Under the current rules, there are three categories of gifts that can be made upon an individual’s death:
(a) Gift by Will – this occurs where an individual directs his or her estate trustees to make a specific charitable gift, with only limited discretion provided to the estate trustees in respect of the gift;
(b) Gift by Estate – this occurs where a gift is made at the discretion of the estate trustees; and
(c) Gift by Direct Designation – this occurs where an individual designates a qualified donee as the beneficiary of proceeds upon death under an RRSP, RRIF, TFSA or life insurance policy.
The Income Tax Act (Canada) currently provides that where a gift is considered a gift by Will or a gift by direct designation, the donation is deemed to have been made by the individual immediately before the individual’s death. The tax credits arising from the gift are applied to the deceased’s final tax return, with any excess credit available to be carried back and used against the previous year’s income. Tax credits arising from a gift by Will cannot be used against income earned by the estate.
Conversely, where a donation constitutes a gift from the deceased’s estate, the resulting tax credits may only be applied to the tax that would otherwise be payable by the estate. Such tax credits may not be used on the deceased’s final tax return or against income in any prior years.
The draft legislation proposes that, effective for gifts in respect of a death occurring on or after January 1, 2016, a gift by Will or by direct designation will no longer be deemed to have been made by the deceased immediately before death. Instead, the gift will be deemed to have been made by the estate at the time the property is transferred to the recipient charity.
Provided that the gift is made within 36 months of death, the new rules would then provide flexibility by affording estate trustees the discretion to allocate the tax credits resulting from a gift by Will or direct designation against any of the following:
(a) the taxation year of the estate in the year the gift was made;
(b) any earlier taxation year of the estate; or
(c) the last two taxation years of the individual prior to death.

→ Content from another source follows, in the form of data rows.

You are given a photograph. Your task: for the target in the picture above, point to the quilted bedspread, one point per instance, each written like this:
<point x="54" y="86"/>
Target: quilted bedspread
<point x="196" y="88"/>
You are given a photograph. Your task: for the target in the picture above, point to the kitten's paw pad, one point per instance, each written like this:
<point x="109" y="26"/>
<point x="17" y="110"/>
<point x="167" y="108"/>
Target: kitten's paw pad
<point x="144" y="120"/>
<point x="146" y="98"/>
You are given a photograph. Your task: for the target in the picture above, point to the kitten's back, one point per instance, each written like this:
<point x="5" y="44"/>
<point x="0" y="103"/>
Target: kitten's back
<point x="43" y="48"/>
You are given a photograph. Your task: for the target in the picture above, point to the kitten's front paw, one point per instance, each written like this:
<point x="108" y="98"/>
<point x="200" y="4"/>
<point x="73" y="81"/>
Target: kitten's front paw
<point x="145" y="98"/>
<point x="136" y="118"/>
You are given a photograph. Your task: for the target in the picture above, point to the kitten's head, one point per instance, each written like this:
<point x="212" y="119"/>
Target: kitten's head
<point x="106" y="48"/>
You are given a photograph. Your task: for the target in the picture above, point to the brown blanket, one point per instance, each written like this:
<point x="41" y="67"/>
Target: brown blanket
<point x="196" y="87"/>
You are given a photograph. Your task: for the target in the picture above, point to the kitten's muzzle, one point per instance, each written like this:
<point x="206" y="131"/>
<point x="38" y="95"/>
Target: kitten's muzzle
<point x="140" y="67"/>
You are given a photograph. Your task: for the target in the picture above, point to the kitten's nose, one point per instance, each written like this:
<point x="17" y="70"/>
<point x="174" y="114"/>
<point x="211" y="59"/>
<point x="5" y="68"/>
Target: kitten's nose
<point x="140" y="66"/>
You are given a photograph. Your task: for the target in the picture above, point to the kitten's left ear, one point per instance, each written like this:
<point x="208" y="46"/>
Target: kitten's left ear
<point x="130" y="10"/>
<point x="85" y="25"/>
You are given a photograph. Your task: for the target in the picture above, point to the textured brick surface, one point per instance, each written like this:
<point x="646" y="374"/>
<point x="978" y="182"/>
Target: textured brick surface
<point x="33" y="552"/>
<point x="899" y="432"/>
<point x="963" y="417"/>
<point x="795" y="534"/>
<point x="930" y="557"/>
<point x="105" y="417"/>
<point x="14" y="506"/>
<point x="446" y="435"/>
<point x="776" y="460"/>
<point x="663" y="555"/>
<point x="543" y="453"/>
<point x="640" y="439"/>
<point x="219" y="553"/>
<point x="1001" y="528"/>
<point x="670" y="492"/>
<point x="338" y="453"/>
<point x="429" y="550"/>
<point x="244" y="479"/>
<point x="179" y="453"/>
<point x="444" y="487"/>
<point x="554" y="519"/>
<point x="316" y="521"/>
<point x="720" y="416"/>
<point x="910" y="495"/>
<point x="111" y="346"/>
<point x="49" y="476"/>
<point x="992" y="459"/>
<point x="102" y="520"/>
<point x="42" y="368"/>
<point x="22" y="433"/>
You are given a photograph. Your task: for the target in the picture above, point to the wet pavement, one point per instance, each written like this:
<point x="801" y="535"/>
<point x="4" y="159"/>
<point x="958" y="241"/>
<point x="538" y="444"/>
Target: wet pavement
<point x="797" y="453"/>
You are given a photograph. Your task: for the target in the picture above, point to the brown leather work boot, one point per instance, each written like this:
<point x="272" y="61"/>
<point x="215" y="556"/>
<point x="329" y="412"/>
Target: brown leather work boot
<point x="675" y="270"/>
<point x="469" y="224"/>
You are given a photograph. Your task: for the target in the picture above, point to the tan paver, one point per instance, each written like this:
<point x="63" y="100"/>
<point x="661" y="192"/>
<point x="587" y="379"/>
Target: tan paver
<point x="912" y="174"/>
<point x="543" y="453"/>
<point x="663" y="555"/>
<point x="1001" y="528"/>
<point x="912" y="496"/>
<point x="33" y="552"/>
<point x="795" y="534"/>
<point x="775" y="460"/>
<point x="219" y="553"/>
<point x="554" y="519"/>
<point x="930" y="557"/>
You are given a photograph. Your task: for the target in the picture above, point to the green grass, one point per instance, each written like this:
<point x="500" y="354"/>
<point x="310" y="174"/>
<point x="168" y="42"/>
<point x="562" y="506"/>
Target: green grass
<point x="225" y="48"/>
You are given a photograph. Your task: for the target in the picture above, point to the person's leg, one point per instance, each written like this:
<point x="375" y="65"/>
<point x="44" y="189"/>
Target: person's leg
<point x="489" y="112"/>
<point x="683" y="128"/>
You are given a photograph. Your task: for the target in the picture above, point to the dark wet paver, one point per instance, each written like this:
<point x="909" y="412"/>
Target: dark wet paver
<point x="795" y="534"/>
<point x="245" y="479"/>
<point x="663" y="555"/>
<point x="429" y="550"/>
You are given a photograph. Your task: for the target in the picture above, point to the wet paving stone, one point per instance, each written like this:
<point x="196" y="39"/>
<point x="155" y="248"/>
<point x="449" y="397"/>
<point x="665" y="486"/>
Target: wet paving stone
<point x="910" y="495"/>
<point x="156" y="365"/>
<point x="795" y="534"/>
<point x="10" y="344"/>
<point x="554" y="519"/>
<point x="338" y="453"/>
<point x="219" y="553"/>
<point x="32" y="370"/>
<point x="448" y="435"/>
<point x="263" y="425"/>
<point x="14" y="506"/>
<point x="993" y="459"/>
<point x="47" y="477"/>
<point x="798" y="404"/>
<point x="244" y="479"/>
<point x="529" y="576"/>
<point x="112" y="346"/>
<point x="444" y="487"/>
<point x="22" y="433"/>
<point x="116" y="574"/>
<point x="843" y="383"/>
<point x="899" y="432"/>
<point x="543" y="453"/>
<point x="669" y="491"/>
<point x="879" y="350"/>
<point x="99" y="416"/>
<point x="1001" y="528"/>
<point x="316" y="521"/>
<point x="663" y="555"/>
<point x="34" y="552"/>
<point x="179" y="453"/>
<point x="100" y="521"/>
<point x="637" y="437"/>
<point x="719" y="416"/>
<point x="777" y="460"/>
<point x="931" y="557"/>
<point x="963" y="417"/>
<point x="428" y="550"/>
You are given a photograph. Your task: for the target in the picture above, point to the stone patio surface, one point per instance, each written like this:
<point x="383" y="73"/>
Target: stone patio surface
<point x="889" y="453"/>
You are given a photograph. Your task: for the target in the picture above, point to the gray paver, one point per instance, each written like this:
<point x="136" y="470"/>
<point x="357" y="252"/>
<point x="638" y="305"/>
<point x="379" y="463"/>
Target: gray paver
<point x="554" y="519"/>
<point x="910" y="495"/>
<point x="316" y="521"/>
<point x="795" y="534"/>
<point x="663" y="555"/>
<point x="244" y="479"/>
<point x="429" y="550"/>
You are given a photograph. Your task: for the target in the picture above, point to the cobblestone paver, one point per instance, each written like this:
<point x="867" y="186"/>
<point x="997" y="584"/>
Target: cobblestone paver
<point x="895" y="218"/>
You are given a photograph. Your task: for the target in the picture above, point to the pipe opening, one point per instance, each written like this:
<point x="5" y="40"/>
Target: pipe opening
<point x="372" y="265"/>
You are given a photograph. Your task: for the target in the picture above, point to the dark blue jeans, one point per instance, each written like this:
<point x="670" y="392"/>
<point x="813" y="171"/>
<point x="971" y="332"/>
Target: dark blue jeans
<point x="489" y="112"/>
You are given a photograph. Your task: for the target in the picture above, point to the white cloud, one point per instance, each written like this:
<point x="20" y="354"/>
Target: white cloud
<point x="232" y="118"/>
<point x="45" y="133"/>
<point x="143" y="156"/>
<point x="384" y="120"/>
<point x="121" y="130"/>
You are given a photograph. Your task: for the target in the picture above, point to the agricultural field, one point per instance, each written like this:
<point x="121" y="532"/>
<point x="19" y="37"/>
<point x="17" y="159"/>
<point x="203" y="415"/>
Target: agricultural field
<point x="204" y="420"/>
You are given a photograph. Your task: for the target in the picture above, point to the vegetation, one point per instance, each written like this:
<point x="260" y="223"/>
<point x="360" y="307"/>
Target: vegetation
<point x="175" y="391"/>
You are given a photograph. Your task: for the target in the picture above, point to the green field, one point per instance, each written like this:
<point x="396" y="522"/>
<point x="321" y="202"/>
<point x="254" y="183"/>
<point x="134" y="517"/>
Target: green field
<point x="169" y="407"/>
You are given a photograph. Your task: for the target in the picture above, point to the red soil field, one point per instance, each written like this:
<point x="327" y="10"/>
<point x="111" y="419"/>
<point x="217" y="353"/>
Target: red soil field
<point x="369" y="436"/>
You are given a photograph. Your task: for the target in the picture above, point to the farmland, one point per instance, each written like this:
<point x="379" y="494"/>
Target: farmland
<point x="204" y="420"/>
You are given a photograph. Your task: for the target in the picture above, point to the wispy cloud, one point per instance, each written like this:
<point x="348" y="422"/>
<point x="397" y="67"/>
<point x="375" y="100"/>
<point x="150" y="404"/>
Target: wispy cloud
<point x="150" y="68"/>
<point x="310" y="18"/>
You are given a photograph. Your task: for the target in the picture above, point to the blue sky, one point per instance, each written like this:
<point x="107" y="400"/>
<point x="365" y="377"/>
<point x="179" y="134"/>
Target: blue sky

There are several implications that appear to flow from these changes. The new rules will provide for increased flexibility in the allocation of tax credits and increased claim room. Estate trustees will be able to assess where the tax credits may be applied most beneficially (i.e. to reduce taxes owed against the taxpayer’s last two T1 returns or in the estate) and thereby optimize the allocation of such tax credits against the relevant income. This may result in increased tax savings for donors on death and for their estates.
The new rules will also affect the valuation of bequests. Unlike under the current rules, in which the gifted property is valued as of the time of death, the new rules will shift the valuation date to the date the property is actually received by the charity. While this may simplify the valuation process for the recipient charity, it may make it impossible for some gifts to be claimed on the initial filing of the deceased terminal return where the property has not yet been transferred as of the filing date (with its value therefore unknown). This may lead to the increased filing of adjustments after the gift is made rather than claiming credits in the initial filing.
We will keep our readers apprised as this draft legislation progresses.